Yugo didn't flinch. He snapped his heels together and delivered a crisp, rigid salute — the kind pulled straight from an old military manual.

"My name is Yugo! It is a pleasure to meet you, comrade!"

Jin's face twisted.

"Humph." He shoved past, his two lackeys falling into step behind him.

Yugo's smile dimmed, just slightly. Uncertainty flickered across his face like a candle in the wind. Was that... not how you made friends?

He didn't let it slow him down. He greeted every student who passed with the same relentless energy:

"I'm Yugo! Nice to meet you, comrade!"

"I'm Yugo! Good morning, comrade!"

"I'm Yugo! Pleased to meet—"

"You're Yugo, right?" The girl with the gold-green hair and mustard-colored eyes closed in on him, almost too close, grinning. "Nice to meet you! I'm Rita!"

He responded immediately with the stiffest salute anyone could imagine. "I'm Yugo! Pleased to meet you!"

She laughed — a big, unguarded sound.

"Man, you're funny!"

Yugo pumped a fist in a quiet, invisible triumph. Finally, someone who didn't think he was a weirdo.

"Alrighty, I've got to go sort my belongings," Rita said, already backing away with a wave. "As a second-year, I'm your Dorm Patron — if you need anything, I'm your girl! See ya!"

He waved back, watching her go, feeling like he'd just gained his first friend in the academy.

Going into the boys' wing. It was time to find his room. At the end of the corridor, he finally found it. The last door read:

JIN / YUGO

That was the fire head guy. Yugo though.
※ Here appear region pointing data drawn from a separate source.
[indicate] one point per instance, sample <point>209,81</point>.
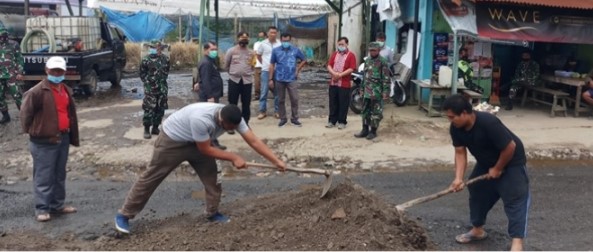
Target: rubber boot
<point>372,134</point>
<point>155,129</point>
<point>146,132</point>
<point>5,117</point>
<point>364,132</point>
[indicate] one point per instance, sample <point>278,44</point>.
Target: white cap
<point>56,62</point>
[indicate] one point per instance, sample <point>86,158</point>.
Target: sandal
<point>66,210</point>
<point>468,237</point>
<point>43,217</point>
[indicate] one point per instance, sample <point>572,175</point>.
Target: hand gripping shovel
<point>328,174</point>
<point>402,207</point>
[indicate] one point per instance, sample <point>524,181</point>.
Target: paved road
<point>560,217</point>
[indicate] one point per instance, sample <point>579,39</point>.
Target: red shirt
<point>340,62</point>
<point>62,102</point>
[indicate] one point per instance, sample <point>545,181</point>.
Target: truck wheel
<point>116,77</point>
<point>89,86</point>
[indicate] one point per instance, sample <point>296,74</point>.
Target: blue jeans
<point>263,97</point>
<point>49,174</point>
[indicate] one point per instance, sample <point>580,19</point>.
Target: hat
<point>56,62</point>
<point>154,43</point>
<point>374,45</point>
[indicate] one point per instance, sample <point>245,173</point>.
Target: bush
<point>181,55</point>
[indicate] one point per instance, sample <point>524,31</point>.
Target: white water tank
<point>88,29</point>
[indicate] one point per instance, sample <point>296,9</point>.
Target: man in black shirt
<point>209,86</point>
<point>500,154</point>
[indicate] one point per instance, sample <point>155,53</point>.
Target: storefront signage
<point>534,23</point>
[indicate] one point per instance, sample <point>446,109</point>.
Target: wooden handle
<point>442,193</point>
<point>294,169</point>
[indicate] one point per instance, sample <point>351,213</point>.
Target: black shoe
<point>5,117</point>
<point>155,130</point>
<point>362,133</point>
<point>146,132</point>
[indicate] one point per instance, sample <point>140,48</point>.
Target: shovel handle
<point>294,169</point>
<point>442,193</point>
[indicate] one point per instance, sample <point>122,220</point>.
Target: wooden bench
<point>473,97</point>
<point>557,98</point>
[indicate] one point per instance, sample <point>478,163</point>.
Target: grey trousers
<point>293,94</point>
<point>49,174</point>
<point>166,156</point>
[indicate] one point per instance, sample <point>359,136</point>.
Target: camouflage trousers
<point>372,112</point>
<point>13,89</point>
<point>154,106</point>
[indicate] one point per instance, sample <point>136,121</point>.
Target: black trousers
<point>512,187</point>
<point>243,91</point>
<point>339,100</point>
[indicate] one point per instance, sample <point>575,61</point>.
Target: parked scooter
<point>398,93</point>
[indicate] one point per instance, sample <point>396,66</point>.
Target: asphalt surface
<point>560,215</point>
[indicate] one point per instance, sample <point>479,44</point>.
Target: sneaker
<point>296,123</point>
<point>121,223</point>
<point>220,218</point>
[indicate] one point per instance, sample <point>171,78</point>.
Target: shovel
<point>328,175</point>
<point>402,207</point>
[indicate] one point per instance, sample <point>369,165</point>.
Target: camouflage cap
<point>154,43</point>
<point>374,45</point>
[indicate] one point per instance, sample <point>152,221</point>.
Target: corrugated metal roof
<point>576,4</point>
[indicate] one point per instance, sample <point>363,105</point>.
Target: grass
<point>181,55</point>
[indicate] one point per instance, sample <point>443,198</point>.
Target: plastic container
<point>445,76</point>
<point>64,29</point>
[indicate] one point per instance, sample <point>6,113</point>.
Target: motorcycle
<point>398,89</point>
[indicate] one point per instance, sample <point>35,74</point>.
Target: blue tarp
<point>207,34</point>
<point>320,23</point>
<point>140,26</point>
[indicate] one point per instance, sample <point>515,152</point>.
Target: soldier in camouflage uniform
<point>375,89</point>
<point>154,70</point>
<point>11,69</point>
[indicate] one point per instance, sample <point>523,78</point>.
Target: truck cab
<point>101,57</point>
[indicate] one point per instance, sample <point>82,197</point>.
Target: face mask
<point>55,79</point>
<point>213,54</point>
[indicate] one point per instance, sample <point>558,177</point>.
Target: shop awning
<point>567,21</point>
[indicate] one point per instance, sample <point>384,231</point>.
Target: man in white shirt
<point>261,36</point>
<point>264,54</point>
<point>186,136</point>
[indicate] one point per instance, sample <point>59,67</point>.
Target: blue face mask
<point>55,79</point>
<point>213,54</point>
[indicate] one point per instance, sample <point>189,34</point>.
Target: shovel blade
<point>326,185</point>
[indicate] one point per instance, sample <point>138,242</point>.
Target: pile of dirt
<point>348,218</point>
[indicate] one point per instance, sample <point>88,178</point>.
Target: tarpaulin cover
<point>140,26</point>
<point>320,23</point>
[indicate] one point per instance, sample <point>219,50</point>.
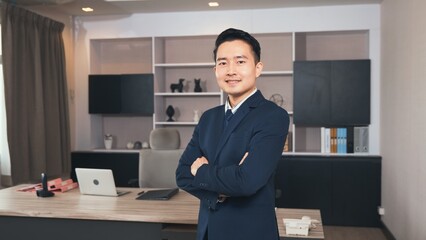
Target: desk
<point>73,216</point>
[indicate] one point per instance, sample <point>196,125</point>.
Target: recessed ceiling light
<point>213,4</point>
<point>87,9</point>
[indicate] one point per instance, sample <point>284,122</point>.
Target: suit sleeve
<point>265,150</point>
<point>184,178</point>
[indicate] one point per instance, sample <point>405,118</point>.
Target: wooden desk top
<point>181,209</point>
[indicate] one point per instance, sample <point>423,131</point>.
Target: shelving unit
<point>341,45</point>
<point>190,57</point>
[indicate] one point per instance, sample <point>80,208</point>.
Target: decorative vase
<point>196,116</point>
<point>170,111</point>
<point>108,141</point>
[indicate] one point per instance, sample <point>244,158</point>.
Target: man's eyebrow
<point>236,57</point>
<point>240,56</point>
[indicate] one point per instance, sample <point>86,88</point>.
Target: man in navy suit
<point>230,162</point>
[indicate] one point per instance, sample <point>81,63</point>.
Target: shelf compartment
<point>189,94</point>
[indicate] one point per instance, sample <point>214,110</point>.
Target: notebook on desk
<point>161,194</point>
<point>100,182</point>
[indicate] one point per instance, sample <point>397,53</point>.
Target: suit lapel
<point>248,105</point>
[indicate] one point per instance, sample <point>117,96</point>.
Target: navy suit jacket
<point>259,127</point>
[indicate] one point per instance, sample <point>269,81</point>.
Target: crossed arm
<point>202,160</point>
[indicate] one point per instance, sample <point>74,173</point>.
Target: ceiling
<point>120,7</point>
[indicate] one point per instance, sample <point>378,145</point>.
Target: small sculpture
<point>137,145</point>
<point>108,141</point>
<point>196,116</point>
<point>197,87</point>
<point>170,111</point>
<point>177,86</point>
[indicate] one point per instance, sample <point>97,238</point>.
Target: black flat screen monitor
<point>131,94</point>
<point>331,93</point>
Maybe he could make another friend.

He grabbed the handle and tried to rotate it, one side, the other side. It didn't move. He pulled. He pushed. He gave it a polite, soldierly knock. Complete silence.

Perhaps the door was jammed or completely bolted from the inside. Yugo didn’t know for sure. He decided to just settle by the door; that’s when he glanced across the hallway at a small cleaning cupboard.

"Tactical reassessment," he muttered as he walked toward it.